I know that each person reading this must have at least one person, past or present, that they choose not to forgive.
Maybe it's a disinterested and/or dead-beat parent, a cruel parent, cruel siblings, a childhood bully who tormented you, teen-aged angst caused by thoughtless fellow students, a mean teacher who only catered to the gifted students, a sweetheart who dumped you without remorse, an ex-spouse who treated you shabbily, a co-worker who spread lies about you or a mean-spirited boss who undermined you at every turn. The list goes on and on. And we haven't even touched on church "friends", neighbors or extended families!
My feelings about forgiveness reared its head last week, after a long time of being dormant. A favorite cousin of mine called and asked me if I'd like to attend his Mother's 85th Birthday party. I happened to be staying at my oldest Daughter's house for a week, when he called... so I didn't go. I wouldn't have gone anyway, I haven't seen this woman ( my Aunt ) in a long time. I have to do a juggling act, relationship wise, with my two cousins, so as to not tell them that I hate their Mother. Just because someone reaches the age of 85, doesn't automatically mean that they have evolved into a sweet and loving person after decades of being vicious.
The object of my un-forgiveness is my Aunt F. ( I'll call her) who married my mother's brother back in the 1940's, and our family was never the same since.
"Failure to forgive can be just as righteous, just as honorable, as forgiveness itself."This arrogant, smug and jealous woman was unbelievably and deliberately mean and cruel to all of the females in our family. It started with my Grandmother ( her Mother-In-Law) and went all the way down to my two daughters. I couldn't count the times I came upon my mother, crying, over the mean-spirited doings of Aunt F.
No one ever told my Uncle... keeping peace in the family, you know. Besides, he never would have believed it, she is such a cunning actress.
There's a lot of information out there about forgiveness, and how "healthy" it is to forgive -- it "un-clinches" the stomach and all. I only partially agree with all I've read. I know that I've forgiven my childhood peers, because kids will be kids, and I trust that they have grown up by now. However, forgiving my Aunt who's bad behavior that was bent on destruction is out of the question.
I feel that it is totally unrealistic and actually inhumane to demand that we forgive. And it is so typical of biblegod to dismiss the validity of "his children's" pain when they have been trod upon. We are all individuals, not cut from the same piece of cloth... but then, the bible never has allowed individualism, has it?
What is a trivial hurt to one person can be devastating to another. How many christians wrestle with the forgiveness issue, knowing THEY MUST forgive, or they themselves will not be forgiven?

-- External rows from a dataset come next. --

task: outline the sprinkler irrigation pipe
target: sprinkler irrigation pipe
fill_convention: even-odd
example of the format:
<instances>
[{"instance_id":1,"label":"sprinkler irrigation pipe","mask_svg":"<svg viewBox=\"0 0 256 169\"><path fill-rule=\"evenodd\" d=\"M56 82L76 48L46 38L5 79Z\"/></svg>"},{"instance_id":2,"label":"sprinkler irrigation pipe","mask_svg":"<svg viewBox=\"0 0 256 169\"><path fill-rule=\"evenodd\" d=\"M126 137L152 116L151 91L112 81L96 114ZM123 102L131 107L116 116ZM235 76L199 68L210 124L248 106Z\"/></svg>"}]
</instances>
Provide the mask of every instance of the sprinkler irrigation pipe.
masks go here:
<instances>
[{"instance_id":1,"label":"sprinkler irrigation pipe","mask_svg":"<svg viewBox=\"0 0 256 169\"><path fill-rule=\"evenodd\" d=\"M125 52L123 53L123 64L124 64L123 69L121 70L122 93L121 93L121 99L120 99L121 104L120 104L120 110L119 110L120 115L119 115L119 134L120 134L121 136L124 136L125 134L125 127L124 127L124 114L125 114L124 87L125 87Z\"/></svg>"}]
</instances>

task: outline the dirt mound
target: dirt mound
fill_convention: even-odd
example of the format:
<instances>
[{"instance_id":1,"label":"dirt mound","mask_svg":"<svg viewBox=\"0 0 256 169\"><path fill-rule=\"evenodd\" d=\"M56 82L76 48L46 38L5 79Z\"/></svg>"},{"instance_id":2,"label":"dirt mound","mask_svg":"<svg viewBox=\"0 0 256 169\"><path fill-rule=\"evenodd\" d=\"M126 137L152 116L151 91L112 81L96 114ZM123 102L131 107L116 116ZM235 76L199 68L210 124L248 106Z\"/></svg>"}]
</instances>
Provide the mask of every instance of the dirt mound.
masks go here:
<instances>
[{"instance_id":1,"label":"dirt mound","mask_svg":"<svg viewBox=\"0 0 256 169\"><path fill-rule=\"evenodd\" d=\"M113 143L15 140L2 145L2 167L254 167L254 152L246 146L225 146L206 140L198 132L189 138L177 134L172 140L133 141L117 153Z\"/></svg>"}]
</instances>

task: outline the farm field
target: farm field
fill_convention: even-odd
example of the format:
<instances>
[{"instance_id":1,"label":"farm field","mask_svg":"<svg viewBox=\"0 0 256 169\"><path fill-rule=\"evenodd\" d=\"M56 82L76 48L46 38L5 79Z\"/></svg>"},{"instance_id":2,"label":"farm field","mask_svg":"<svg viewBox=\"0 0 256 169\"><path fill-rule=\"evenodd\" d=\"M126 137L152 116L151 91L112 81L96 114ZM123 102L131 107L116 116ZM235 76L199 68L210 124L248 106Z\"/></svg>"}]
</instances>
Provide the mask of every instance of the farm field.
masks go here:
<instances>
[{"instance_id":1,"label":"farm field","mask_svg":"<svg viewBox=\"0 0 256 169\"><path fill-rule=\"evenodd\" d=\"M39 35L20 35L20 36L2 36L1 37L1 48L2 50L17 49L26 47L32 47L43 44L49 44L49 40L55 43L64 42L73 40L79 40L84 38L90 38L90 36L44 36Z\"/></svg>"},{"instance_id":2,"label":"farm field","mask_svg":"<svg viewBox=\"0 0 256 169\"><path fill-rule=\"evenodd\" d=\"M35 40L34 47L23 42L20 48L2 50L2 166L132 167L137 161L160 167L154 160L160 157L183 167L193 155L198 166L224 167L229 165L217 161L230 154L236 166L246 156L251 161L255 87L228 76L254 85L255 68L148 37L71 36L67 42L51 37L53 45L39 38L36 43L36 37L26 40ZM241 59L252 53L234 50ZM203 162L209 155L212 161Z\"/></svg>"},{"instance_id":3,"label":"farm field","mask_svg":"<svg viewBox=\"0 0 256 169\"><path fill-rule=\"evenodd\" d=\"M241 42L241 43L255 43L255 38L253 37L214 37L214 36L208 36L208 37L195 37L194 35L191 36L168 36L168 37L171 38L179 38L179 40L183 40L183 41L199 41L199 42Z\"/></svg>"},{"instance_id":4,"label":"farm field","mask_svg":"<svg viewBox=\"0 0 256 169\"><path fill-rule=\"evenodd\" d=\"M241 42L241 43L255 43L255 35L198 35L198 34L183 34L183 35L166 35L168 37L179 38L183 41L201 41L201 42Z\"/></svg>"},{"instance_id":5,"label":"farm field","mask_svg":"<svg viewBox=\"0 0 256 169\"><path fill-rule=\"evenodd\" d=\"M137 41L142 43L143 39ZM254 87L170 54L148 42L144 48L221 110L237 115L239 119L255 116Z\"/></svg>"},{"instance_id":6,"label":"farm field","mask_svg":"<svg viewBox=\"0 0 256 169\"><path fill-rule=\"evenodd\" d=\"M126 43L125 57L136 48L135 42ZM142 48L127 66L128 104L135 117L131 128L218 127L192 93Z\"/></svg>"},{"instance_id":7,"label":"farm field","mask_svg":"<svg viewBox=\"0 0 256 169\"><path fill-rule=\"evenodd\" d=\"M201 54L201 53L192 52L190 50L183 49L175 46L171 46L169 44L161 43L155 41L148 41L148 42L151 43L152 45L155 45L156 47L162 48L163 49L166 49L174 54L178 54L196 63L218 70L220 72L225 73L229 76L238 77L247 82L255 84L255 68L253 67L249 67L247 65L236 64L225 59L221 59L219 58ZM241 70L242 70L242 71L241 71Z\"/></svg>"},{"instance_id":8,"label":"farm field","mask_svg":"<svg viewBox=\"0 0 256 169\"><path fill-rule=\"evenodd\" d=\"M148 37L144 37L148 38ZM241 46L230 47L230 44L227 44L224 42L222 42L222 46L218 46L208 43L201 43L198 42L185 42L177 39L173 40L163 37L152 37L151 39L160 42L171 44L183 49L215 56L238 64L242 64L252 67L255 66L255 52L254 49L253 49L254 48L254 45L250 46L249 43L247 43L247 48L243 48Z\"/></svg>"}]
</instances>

In real life, forgiveness should be an option... decided upon by the wounded person, because only they and they alone have contemplated the situation with all its facets. Who is ANYONE to step in and override that?
Several months ago I was in my allergist's office reading old Reader's Digests and came upon a little article about forgiveness that I tore out ( I'm bad that way). Anyway, after much turning the house upside down today, I found it... It sure is a different slant, I Love It !
Here goes:
"A long-standing grudge suggests that we hold certain standards, that we respect ourselves enough to reject bad behavior. Failure to forgive can be just as righteous, just as honorable, as forgiveness itself."
Being a Free Thinker has freed me up on so many issues, and being able to drop my fear of hell just because I will not forgive, is one of my biggest triumphs.